Fighter nanobots, spinners, all of them were assembling at the far
end of the president’s optic nerve, two dozen all together now, wheels
down and racing for daylight.

Bug Man looked around for a piece of paper. Nothing. He pulled
out his phone and thumbed text onto a note. Then as his tiny soldiers,
all platooned together, ran full tilt, he held the message up in front of
him. He pinched the text as large as it would go:

Bailing. No good to you now Vincent. I quit.

If it is possible for a place to be both hellish and beautiful, the drainpipe was it. Looking through her biot’s eyes, Plath looked up and
saw hard fluorescent light from high above. It was a ring of light,
brilliance around a dark center formed by the drain stopper.

A huge, rough pillar of steel rose up to the stopper and extended
down, out of sight, to the levering mechanism. She would have liked
to be there, climbing that steel post, because although it was tangled
here and there, long stretches of it were clear.

But here, on the wall of the pipe, she was in a jungle. Hairs as big
as anacondas, in every shape and type, formed a bewildering thicket.
They soared free, or were squashed together; they were scaly and
rough-barked; some were clean, others had joined to form nests of
bacteria.

And such bacteria. Varieties she had never seen, some like soccer balls, some like tadpoles, some mere twitching sticks, still others
busily dividing. They came in all the colors of a demented rainbow.
These, here, were the great predators of the human race, the tiny bugs
that twisted guts and dimmed eyes and burned humans alive from
the inside.

If the bacteria were frightening, other things were startlingly
beautiful—crystals of unknown provenance, bubbles of soap that
turned the ring of light into a rainbow, fantastic sculptures of debris
trapped in balls of hair.

Plath’s biot climbed through the tangled wilderness toward the
ring of light, claw over claw, a precarious handhold, a wild leap, like
Tarzan swinging through the jungle, only here beasts were tiny and
the “trees” seemed to ignore the laws of physics.

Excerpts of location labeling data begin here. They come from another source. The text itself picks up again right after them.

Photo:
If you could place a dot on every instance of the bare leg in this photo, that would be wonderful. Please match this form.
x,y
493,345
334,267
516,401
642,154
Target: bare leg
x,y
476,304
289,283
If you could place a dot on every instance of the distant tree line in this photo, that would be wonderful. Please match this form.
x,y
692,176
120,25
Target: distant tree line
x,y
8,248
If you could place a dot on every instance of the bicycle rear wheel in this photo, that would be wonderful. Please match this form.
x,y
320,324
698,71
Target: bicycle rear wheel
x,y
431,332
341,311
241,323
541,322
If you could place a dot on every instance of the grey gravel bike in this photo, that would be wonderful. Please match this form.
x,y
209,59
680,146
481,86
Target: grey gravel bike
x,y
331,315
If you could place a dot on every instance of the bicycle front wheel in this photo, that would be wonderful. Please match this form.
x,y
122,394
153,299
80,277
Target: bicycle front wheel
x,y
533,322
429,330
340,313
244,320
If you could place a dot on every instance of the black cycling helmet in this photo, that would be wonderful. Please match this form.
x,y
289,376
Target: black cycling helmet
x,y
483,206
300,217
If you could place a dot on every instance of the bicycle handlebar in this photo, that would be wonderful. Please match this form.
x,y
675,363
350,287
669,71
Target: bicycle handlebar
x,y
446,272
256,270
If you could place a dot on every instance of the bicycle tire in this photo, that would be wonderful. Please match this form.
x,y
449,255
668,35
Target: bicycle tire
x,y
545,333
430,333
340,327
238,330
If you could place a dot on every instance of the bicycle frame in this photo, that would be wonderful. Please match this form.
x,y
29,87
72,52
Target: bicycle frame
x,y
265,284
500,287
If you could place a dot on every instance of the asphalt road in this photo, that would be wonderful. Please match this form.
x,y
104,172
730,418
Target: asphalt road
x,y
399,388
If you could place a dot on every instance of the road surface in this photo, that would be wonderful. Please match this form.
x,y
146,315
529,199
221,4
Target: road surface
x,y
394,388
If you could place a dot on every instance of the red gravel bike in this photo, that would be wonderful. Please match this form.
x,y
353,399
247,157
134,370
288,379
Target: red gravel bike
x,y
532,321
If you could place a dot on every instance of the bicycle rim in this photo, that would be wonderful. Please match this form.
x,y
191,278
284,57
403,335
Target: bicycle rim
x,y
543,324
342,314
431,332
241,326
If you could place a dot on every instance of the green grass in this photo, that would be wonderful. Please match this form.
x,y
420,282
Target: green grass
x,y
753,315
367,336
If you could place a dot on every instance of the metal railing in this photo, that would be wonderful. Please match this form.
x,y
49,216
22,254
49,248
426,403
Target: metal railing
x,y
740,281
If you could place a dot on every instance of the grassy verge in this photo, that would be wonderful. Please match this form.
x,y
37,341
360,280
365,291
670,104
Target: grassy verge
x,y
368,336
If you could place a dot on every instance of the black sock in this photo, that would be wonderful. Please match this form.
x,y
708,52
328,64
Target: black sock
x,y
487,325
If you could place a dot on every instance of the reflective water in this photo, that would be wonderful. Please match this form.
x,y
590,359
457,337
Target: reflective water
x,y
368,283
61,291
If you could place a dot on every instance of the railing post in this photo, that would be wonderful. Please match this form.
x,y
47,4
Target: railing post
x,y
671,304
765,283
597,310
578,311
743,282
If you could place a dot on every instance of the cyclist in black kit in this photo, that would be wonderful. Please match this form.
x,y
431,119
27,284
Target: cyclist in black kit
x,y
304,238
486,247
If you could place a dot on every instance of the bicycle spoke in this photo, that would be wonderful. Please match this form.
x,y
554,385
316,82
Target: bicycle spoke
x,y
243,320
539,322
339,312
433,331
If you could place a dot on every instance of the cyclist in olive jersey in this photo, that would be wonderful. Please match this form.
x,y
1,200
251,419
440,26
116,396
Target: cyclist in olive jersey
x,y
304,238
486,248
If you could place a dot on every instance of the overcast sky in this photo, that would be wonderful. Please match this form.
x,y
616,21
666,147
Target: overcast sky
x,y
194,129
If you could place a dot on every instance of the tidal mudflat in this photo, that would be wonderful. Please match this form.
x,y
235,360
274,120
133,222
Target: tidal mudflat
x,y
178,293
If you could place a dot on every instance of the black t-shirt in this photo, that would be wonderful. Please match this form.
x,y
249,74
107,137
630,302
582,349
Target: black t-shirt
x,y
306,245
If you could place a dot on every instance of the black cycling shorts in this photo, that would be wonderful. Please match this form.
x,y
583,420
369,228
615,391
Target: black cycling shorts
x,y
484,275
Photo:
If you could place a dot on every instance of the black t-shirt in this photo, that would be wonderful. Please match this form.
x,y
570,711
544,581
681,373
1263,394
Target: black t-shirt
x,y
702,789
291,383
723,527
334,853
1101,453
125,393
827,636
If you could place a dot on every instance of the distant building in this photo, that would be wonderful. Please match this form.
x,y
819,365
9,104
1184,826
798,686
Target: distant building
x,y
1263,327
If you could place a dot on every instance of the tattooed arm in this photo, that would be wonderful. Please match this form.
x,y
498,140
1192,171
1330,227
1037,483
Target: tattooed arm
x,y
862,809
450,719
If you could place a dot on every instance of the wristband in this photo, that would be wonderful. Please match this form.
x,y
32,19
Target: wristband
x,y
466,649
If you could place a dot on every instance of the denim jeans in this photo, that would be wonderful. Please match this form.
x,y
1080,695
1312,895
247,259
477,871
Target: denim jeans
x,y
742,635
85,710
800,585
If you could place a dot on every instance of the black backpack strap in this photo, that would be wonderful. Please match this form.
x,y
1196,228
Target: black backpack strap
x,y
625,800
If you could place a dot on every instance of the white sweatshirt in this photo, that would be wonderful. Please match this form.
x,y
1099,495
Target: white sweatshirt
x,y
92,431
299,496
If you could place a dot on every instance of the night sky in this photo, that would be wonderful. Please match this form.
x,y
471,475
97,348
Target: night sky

“Are you okay?” Keats asked her.

 

“As long as he doesn’t turn the water back on, I think I can climb
out.”

“And what are you seeing through his eye?” Wilkes asked. “I
haven’t been able to tap in yet.”
Plath focused on the visuals from another biot. “I see …Wait.
Wait. I think he’s sending us a message.”
“A message?”
“Oh, my God,” Plath said. She read it aloud. “‘Bailing. No good to
you now, Vincent. I quit.’”
“What does that mean?” Wilkes asked.
Keats said, “He figured out his only move is to declare neutrality.
He’s making himself useless.”
Plath focused her attention on the macro. Wilkes was frowning,
not quite sure what Keats was saying. Keats looked troubled. He said,
“I suppose that’s a good thing?”
Plath heard the question mark. She said, “The Twins lose the
president. But so do we. And we lose the chance to turn Bug Man.
He’ll leave, move out of range, and take our biots with him.”
“We can’t wire him in time to stop him,” Keats said.
“No, we can’t. However, he’s just up two floors,” Plath said.
Wilkes let go of her heh-heh-heh laugh. “Check with Lear?”
Plath hesitated. “No. Not Jin, either. When Vincent’s back with
us, he’s in charge. Until then …It’s me.”

Domville watched his Marines recede behind the Doll Ship. The Sea
Kings were already starting to pick them up.

Benjaminia and Charlestown were still full of people. The fools
were cheering, thinking they’d won something. They were singing
some mad song about the Great Souls.

Well, the Great Souls were nowhere to be seen, and neither was
the ship’s crew. Hong Kong’s Victoria Harbor was a place of great
activity; most who had jumped would be rescued if they didn’t
panic.

His concern was with the people in the cruise ship and the hotel,
dead ahead. He thumbed a text report. Not very official, but it was all
he could manage at the moment.

Officers and men behaved very well. The fault lies solely with me.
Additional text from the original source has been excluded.